Translated into: Kfiah Datit.

Kfiah: coercion/force

Datit: Religious.


Israel was founded with the unique challenge of integrating diverse religious communities, primarily Judaism, into a modern democratic state. This challenge has manifested in various ways over the years.


The intertwining of religion and politics has been a complex and contentious issue, giving rise to instances of religious coercion.


The tension between the Orthodox community and the secular parties finds its roots (among many other reasons) in the Status Quo (1947) when Ben Gurion promised the Agudat Israel* party to maintain certain Jewish laws to guarantee the Jewishness of the State.

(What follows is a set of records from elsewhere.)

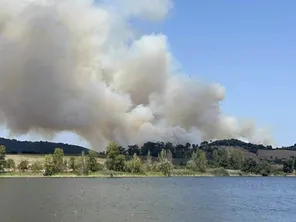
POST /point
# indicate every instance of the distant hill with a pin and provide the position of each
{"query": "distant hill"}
(27, 147)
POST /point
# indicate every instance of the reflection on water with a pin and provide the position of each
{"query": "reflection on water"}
(231, 199)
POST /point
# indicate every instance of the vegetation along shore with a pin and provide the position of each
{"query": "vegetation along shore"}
(151, 160)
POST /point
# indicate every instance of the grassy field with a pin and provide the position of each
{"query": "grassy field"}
(34, 158)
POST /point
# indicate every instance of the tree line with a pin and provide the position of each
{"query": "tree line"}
(202, 159)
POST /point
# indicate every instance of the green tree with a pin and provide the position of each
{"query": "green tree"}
(198, 161)
(223, 158)
(250, 166)
(23, 165)
(215, 158)
(2, 157)
(134, 165)
(164, 164)
(37, 167)
(236, 159)
(149, 162)
(115, 161)
(72, 164)
(49, 167)
(264, 168)
(92, 163)
(288, 166)
(58, 160)
(10, 164)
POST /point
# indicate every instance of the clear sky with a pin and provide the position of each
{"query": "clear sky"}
(247, 46)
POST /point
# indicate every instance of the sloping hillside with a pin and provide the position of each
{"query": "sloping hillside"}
(26, 147)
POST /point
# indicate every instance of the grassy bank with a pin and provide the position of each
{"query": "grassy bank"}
(217, 172)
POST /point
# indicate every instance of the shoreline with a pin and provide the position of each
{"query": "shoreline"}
(123, 175)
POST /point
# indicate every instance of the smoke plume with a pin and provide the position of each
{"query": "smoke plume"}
(79, 66)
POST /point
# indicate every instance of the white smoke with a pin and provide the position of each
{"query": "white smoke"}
(77, 65)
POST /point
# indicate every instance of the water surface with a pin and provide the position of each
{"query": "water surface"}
(217, 199)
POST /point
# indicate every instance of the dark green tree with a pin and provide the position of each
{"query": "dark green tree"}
(2, 157)
(72, 164)
(198, 161)
(49, 167)
(250, 166)
(37, 167)
(115, 160)
(58, 160)
(215, 158)
(23, 165)
(223, 158)
(164, 164)
(134, 165)
(288, 166)
(92, 163)
(236, 159)
(10, 164)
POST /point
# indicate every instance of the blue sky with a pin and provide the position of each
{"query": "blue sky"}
(247, 46)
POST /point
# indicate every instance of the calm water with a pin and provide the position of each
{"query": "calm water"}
(149, 199)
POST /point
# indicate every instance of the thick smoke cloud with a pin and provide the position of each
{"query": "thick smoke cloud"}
(77, 65)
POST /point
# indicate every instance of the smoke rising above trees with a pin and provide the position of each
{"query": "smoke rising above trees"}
(79, 66)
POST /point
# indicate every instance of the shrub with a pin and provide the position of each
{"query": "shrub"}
(37, 167)
(134, 165)
(23, 165)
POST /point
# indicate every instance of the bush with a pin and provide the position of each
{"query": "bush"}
(115, 160)
(198, 161)
(37, 167)
(134, 165)
(10, 164)
(164, 164)
(49, 168)
(220, 172)
(58, 160)
(288, 166)
(23, 165)
(92, 163)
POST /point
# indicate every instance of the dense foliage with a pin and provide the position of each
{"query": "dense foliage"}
(216, 158)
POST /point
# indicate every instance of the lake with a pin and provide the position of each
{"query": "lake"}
(182, 199)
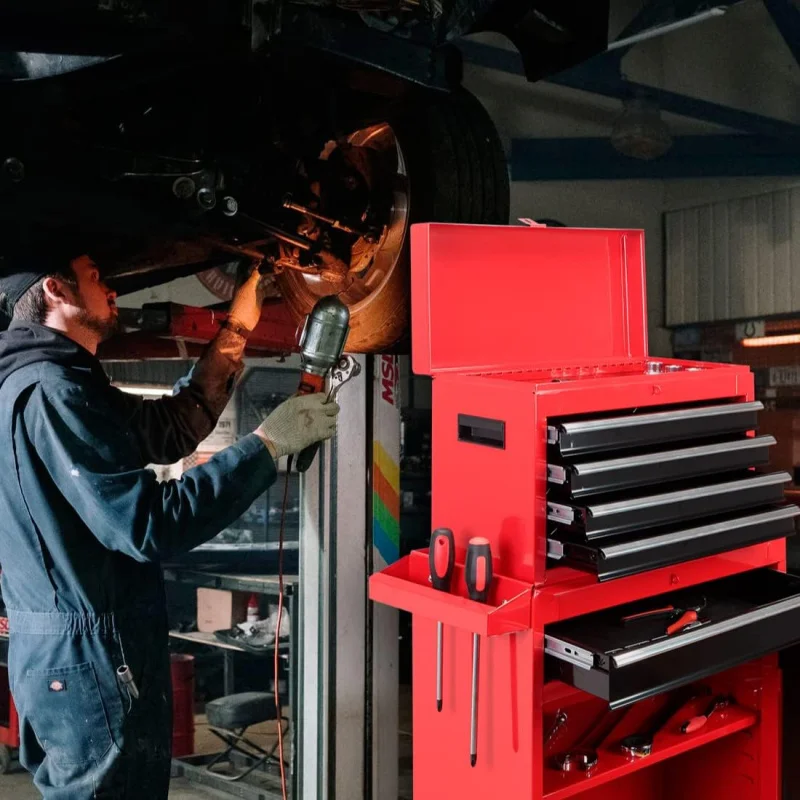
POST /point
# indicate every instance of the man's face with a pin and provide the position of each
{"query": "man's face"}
(96, 303)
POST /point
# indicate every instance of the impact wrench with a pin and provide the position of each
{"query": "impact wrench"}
(479, 578)
(442, 559)
(321, 346)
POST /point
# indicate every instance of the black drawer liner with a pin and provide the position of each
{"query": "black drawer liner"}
(613, 474)
(748, 616)
(576, 438)
(599, 519)
(618, 558)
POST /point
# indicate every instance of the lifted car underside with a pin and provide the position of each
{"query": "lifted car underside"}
(180, 138)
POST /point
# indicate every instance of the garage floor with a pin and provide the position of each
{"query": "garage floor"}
(18, 784)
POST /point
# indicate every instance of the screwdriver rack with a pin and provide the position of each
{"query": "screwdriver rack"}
(560, 350)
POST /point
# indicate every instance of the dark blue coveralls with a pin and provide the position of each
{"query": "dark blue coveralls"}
(83, 527)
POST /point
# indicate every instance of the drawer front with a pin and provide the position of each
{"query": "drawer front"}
(583, 437)
(597, 519)
(639, 554)
(741, 618)
(615, 474)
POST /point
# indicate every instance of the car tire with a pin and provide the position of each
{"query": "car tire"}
(456, 171)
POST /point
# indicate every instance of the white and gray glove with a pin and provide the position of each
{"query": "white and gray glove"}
(297, 423)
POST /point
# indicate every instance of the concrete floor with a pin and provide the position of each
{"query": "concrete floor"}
(18, 786)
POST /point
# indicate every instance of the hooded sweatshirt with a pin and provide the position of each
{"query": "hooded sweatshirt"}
(83, 522)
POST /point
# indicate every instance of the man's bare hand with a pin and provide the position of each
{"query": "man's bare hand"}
(246, 304)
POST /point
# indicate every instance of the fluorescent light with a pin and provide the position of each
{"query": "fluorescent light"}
(661, 30)
(771, 341)
(144, 391)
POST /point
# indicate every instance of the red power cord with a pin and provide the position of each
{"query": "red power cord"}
(278, 629)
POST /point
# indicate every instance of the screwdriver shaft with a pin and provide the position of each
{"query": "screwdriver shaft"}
(473, 731)
(439, 637)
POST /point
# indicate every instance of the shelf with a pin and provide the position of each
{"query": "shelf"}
(613, 764)
(210, 640)
(260, 584)
(406, 585)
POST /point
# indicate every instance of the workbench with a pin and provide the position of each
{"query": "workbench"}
(192, 767)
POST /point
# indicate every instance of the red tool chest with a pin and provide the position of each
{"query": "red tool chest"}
(637, 534)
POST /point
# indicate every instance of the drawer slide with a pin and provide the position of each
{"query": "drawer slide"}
(741, 618)
(614, 474)
(596, 520)
(636, 554)
(646, 430)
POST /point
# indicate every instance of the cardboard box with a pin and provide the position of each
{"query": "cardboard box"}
(218, 610)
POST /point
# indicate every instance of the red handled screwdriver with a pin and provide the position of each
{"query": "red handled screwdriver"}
(442, 559)
(478, 575)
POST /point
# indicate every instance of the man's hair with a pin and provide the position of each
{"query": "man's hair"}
(32, 306)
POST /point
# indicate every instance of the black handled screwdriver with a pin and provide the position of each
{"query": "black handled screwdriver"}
(479, 578)
(442, 559)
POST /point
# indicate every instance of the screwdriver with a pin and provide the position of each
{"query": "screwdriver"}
(478, 575)
(442, 559)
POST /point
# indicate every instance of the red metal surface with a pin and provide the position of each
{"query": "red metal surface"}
(559, 330)
(9, 733)
(517, 297)
(186, 329)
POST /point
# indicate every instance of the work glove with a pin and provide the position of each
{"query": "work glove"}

One of the most notable examples of religious coercion in Israel is the influence of Orthodox Judaism on matters of personal status, such as:

  • marriage,

  • divorce,

  • conversion,

  • Activity on Shabbat.


The Orthodox Chief Rabbinate holds significant authority over these issues, and alternative streams of Judaism, as well as those who identify as closer to secularity, often find themselves subject to the Orthodox interpretation of religious law.


The following examples led to tensions between religious and secular segments of the population.


  • Using cars on Shabbat and holidays in certain areas,

  • Opening businesses and public areas during Shabbat,

  • Working on Shabbat,

  • Selling Hametz (non-kosher food for Pesah) during Pesah,

  • Using Hametz in some places during Pesah,

  • The Kashrut Permission for restaurants,

  • Marriages.


Many secular Israelis, who see themselves as part of the modern working class, find these restrictions particularly coercive since many of them pertain to Shabbat, their sole day off during the week.


The sense of constraining their freedom of movement is strong.


In response to these restrictions, some municipalities are granting specific approvals for businesses to operate on Friday evening and Shabbat.


As for marriages, numerous Israelis opt for civil ceremonies in foreign countries, with Cyprus being a common choice, as a strategy to wed without adhering to Rabbinic Law.


On the flip side, certain orthodox parties discuss "Kfiah Hilonit" (secular coercion). This term refers to the perception that secular individuals discriminate against religious people based on their lifestyle, clothing, thoughts, and a desire to impose initiatives contrary to Jewish Law. There is testimony in Hebrew available on this YouTube link.


Indeed, some secular individuals express a sense of consistently facing restrictions from the religious community, which they feel doesn't actively engage in the economic and defense challenges of the country. One of the most blatant topics mentioned by the seculars is the military exemptions of certain religious groups.


To extend your understanding on that matter, you can read this short article about the full cart and the empty chart, describing the burden-sharing religious and secular visions in Israel.


The delicate balance between religion and statehood continues to evolve as Israel grapples with questions of identity, pluralism, and the role of religion in shaping its future.

*Hassidic party that emerged in the early 20th century.